-
Type:
Bug
-
Status: Closed
-
Priority:
Critical
-
Resolution: Fixed
-
Affects Version/s: 2.2.0
-
Fix Version/s: 2.3.0
-
Component/s: hdfs-client
-
Labels:None
-
Hadoop Flags:Reviewed
lsof -i TCP:1004 | grep -c CLOSE_WAIT
18235
When client request a file's block to DataNode:1004. If request fail because "java.io.IOException: Got error for OP_READ_BLOCK,Block token is expired." Occurs and the TCP socket that regionserver using is not closed.
I think the problem above is in DatanodeInfo blockSeekTo(long target) of Class DFSInputStream
The connection client using is BlockReader:
blockReader = getBlockReader(targetAddr, chosenNode, src, blk,
accessToken, offsetIntoBlock, blk.getNumBytes() - offsetIntoBlock,
buffersize, verifyChecksum, dfsClient.clientName);
In DFSInputStream.blockSeekTo()-line 533,invoke getBlockReader() which wil generate a peer use newTcpPeer(dnAddr) -line 1107,when BlockReaderFactory.newBlockReader throw IOException,the peer will not be closed which will cause a CLOSE_WAIT connection.

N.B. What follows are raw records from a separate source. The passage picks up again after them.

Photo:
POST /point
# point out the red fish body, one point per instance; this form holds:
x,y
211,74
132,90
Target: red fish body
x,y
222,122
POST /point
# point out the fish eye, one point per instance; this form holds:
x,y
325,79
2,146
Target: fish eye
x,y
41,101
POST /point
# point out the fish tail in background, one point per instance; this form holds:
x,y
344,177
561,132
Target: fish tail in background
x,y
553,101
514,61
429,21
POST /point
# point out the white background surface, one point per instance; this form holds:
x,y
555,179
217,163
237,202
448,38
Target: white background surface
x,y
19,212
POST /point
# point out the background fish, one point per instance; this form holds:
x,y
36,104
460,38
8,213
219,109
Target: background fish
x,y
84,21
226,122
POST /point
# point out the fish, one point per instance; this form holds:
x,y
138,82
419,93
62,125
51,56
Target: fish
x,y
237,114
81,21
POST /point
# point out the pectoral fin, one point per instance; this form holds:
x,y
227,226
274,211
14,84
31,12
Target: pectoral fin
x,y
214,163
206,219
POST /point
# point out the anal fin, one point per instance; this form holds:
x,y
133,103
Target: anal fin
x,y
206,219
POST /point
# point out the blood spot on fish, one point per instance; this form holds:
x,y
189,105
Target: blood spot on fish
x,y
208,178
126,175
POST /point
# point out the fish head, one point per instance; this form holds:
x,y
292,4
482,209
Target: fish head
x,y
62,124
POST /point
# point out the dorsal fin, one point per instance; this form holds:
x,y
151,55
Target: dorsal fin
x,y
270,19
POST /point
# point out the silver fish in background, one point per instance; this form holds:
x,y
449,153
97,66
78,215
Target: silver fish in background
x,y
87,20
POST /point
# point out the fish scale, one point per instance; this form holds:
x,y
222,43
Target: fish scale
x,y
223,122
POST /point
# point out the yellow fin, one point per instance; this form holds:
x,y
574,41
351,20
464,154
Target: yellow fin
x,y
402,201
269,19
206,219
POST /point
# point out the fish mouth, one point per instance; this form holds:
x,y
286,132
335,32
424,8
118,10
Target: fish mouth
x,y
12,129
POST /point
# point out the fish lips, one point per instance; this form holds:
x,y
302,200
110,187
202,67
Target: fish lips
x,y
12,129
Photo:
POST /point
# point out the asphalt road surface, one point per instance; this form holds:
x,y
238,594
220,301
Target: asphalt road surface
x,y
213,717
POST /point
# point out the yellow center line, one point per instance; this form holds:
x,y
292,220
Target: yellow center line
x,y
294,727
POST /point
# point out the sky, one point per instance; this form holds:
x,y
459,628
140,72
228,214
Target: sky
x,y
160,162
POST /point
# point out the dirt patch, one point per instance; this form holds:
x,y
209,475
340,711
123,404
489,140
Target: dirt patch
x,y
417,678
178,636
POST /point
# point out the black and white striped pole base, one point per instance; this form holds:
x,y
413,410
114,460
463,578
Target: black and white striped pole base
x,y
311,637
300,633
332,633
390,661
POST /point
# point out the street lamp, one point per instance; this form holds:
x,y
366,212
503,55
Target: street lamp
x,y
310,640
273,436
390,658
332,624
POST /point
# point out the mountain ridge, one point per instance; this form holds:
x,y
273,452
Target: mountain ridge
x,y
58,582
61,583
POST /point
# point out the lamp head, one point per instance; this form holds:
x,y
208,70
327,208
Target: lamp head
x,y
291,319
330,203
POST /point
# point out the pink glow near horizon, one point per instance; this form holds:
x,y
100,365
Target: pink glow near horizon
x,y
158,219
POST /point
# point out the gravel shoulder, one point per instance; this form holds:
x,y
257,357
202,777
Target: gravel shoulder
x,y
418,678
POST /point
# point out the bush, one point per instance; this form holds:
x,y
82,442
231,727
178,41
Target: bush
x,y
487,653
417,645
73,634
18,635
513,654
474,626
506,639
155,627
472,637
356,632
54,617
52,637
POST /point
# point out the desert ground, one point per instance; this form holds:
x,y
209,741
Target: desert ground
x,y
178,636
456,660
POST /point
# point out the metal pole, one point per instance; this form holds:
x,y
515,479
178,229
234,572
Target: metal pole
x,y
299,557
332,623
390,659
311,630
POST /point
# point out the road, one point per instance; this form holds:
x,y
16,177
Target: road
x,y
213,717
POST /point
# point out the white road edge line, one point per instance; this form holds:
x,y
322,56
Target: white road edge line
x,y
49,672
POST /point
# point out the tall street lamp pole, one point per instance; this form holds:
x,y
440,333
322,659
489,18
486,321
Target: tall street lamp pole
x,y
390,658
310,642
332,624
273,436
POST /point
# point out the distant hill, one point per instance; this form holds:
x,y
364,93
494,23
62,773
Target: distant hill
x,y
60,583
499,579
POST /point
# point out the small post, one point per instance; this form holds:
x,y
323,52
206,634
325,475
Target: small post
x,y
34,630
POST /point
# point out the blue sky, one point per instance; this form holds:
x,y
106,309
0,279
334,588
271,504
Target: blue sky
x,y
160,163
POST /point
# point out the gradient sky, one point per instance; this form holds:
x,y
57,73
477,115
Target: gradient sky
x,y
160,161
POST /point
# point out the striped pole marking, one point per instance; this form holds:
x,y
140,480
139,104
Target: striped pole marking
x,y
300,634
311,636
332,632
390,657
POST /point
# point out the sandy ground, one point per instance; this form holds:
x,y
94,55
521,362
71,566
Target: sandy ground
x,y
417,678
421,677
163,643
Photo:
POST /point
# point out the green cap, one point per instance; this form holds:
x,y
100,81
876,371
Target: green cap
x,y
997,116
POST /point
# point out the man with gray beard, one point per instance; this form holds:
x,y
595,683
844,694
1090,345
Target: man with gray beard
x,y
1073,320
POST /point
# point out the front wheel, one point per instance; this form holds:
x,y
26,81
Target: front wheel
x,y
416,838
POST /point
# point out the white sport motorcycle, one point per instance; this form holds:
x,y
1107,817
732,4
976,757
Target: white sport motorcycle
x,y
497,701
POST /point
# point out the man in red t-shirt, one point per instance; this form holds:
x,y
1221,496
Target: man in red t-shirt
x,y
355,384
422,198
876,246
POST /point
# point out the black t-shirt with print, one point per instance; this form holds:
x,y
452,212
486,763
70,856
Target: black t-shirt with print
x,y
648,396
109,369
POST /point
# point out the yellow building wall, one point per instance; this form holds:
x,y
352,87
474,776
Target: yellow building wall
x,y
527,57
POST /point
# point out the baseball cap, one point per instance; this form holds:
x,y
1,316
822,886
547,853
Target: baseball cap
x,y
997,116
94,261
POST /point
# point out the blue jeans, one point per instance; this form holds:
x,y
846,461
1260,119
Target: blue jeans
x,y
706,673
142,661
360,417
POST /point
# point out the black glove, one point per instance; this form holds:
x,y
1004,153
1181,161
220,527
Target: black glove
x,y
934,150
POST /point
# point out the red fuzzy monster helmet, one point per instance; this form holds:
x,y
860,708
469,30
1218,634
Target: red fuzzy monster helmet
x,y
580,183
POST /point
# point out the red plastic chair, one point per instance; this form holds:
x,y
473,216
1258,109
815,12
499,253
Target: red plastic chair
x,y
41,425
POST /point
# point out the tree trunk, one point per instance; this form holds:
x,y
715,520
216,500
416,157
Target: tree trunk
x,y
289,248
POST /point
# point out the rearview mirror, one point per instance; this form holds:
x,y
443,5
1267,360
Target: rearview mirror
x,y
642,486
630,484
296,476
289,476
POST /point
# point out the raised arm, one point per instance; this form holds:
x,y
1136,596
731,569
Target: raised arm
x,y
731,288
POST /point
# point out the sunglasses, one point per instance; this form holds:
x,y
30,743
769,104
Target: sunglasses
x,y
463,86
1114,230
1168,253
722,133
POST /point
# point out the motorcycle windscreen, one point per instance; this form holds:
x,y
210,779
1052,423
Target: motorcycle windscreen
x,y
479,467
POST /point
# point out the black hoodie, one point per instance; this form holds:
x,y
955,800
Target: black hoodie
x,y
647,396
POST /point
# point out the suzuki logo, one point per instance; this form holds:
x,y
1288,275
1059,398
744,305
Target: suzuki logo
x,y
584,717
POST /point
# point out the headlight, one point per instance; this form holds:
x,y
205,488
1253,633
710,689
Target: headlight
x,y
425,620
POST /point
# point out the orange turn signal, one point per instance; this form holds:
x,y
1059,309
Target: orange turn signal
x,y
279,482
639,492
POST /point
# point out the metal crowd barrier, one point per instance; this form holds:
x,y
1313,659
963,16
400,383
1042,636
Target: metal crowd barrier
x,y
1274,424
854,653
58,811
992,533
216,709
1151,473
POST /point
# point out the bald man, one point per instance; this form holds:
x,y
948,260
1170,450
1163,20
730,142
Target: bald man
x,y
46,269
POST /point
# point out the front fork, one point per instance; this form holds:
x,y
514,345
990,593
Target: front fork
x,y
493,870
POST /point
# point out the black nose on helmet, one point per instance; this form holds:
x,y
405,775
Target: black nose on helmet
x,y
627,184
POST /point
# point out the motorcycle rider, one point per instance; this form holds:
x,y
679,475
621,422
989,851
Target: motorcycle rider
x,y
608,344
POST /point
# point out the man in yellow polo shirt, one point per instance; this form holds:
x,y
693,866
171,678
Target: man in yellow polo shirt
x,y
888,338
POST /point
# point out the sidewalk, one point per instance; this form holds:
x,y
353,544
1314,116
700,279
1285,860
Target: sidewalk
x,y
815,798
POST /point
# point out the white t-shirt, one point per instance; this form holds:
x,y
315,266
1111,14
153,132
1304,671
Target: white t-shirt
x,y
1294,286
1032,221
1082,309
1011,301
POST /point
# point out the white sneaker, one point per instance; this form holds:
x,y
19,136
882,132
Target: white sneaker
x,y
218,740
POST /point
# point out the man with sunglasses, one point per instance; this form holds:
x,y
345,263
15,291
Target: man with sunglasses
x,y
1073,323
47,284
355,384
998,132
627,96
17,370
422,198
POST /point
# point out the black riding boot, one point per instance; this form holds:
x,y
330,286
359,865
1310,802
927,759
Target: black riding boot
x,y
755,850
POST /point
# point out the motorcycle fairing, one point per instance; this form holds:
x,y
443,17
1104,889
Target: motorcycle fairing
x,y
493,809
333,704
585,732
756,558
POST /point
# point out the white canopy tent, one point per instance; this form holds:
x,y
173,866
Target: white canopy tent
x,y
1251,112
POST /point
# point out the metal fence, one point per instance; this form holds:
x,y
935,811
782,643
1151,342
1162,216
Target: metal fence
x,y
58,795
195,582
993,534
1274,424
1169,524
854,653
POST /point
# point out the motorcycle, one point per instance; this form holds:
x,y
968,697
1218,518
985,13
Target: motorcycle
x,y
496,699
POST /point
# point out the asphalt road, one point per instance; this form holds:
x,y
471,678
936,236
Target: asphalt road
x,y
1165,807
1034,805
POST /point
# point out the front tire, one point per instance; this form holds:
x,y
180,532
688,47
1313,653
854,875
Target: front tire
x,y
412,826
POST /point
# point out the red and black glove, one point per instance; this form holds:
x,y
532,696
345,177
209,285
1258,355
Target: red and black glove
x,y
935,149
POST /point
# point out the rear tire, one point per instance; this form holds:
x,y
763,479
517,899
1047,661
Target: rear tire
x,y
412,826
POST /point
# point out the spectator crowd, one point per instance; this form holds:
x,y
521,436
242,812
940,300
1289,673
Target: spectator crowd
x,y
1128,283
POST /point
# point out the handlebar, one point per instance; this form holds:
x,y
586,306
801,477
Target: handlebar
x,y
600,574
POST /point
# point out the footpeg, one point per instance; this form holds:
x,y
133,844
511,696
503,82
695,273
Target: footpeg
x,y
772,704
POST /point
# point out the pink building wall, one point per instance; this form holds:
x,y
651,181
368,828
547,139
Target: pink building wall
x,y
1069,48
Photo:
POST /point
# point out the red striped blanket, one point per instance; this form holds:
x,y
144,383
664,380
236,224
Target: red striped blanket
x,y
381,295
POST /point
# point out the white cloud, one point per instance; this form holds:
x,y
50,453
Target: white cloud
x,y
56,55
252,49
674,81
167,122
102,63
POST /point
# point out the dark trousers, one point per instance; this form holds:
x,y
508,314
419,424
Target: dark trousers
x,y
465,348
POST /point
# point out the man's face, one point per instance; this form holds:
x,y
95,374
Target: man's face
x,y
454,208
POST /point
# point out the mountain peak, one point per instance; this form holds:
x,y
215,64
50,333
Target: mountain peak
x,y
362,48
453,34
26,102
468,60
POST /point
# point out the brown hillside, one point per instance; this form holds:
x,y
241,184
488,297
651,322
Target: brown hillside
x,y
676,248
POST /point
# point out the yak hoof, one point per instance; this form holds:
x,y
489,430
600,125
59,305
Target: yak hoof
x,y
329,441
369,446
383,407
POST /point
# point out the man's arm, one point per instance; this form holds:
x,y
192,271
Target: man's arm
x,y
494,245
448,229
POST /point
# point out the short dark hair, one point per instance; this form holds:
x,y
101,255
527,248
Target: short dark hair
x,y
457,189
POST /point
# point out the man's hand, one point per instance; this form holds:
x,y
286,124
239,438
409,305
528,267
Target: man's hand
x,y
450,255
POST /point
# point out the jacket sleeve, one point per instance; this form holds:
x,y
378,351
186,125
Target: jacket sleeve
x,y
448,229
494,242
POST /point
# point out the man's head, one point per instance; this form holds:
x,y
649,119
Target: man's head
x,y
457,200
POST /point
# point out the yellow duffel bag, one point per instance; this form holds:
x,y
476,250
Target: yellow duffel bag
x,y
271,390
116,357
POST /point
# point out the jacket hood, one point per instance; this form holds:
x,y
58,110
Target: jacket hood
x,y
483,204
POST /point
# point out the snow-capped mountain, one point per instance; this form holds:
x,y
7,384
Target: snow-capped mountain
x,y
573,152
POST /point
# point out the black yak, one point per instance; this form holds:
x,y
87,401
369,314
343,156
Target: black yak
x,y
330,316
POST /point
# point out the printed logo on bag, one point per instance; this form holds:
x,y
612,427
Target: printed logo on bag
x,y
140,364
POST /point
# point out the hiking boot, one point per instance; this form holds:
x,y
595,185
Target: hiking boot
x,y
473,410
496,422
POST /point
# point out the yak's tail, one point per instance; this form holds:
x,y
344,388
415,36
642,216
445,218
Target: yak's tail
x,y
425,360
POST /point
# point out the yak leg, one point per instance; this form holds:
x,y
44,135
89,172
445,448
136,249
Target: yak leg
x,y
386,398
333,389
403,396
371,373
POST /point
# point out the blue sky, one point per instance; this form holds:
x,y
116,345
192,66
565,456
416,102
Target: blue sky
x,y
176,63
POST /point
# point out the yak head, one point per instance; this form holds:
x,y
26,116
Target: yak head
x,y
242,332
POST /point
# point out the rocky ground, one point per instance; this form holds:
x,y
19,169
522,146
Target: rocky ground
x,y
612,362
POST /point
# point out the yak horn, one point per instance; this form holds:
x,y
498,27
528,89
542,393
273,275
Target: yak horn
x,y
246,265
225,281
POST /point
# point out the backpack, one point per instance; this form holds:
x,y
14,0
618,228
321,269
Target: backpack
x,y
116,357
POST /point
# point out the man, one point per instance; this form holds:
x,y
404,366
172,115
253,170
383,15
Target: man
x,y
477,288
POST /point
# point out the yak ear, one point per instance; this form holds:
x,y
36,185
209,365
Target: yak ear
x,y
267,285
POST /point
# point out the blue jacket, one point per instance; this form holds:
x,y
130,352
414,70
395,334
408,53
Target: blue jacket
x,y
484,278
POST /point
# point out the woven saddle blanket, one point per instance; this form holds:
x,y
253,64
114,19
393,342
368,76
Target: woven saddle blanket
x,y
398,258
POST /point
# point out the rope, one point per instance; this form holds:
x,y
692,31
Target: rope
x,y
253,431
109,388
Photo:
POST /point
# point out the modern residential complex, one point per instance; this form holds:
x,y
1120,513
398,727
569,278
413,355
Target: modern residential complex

In our test,when datanode get a InvalidToken exception in DataXceiver.checkAccess(),it will close the connection.At regionserver side, in RemoteBlockReader2.newBlockReader(),checkSuccess() will throw a InvalidBlockTokenException, DFSInputStream.blockSeekTo() will catch the exception, but the connection is NOT closed, it become CLOSE_WAIT.